Ils ont réussi à faire naître des poussins dans des œufs artificiels
Aux Etats-Unis, 26 poussins sont nés pour la première fois de manière artificielle. Ils ont quitté mardi des œufs composés d'une membrane en silicone et d'un boîtier métallique, rapporte l'entreprise Colossal Biosciences. Cette société américaine tente de faire revivre des espèces animales disparues. Le projet sur les poussins est considéré comme une étape importante pour réintroduire des espèces telles que le grand moa de Nouvelle-Zélande ou le dodo de Maurice.
L'œuf artificiel se compose d'un système à deux éléments: une membrane semi-perméable à base de silicone, logée dans une coque hexagonale rigide en titane. Selon l'entreprise, la membrane a été conçue de manière à reproduire la fonction d'échange gazeux d'une coquille d'œuf naturelle: elle laisse passer l'oxygène, retient simultanément l'humidité et bloque les contaminants.
De nombreux échecs
Selon Andrew Pask, directeur de la biologie chez Colossal Biosciences, la membrane permet un échange gazeux comparable à celui d'une coquille d'œuf biologique. Sur la face supérieure est aménagée une petite fenêtre permettant de suivre le développement de l'embryon.
Les œufs artificiels peuvent être adaptés en taille selon les données de l'entreprise. Il serait ainsi également possible de ramener à la vie d'immenses oiseaux disparus.

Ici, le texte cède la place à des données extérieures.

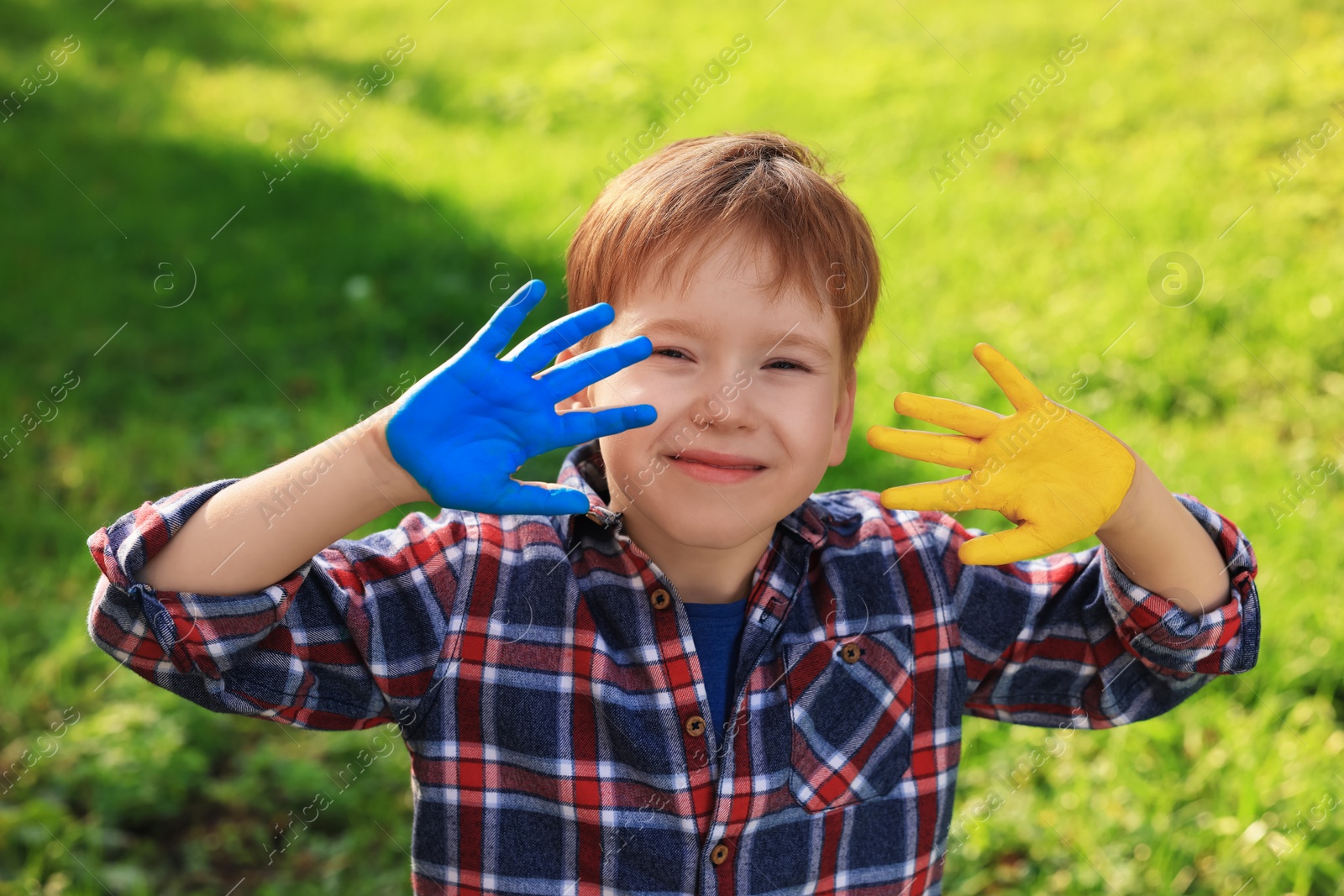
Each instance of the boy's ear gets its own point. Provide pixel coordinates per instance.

Des tentatives d'œufs artificiels avaient déjà eu lieu auparavant. Mais la plupart nécessitent, aux stades de développement avancés, de grandes quantités d'oxygène concentré fourni en supplément, ce qui comporte le risque d'endommager l'ADN de l'embryon.
Les taux de réussite obtenus avec des gobelets en plastique, du film alimentaire et d'autres contenants artificiels étaient jusqu'ici faibles, explique Mike McGrew, embryologiste au Roslin Institute et conseiller scientifique de Colossal Biosciences pour les cellules souches aviaires. La société américaine a certes indiqué que 26 poussins ont éclos, mais n'a fourni aucun chiffre concernant le nombre total d'œufs mis en incubation.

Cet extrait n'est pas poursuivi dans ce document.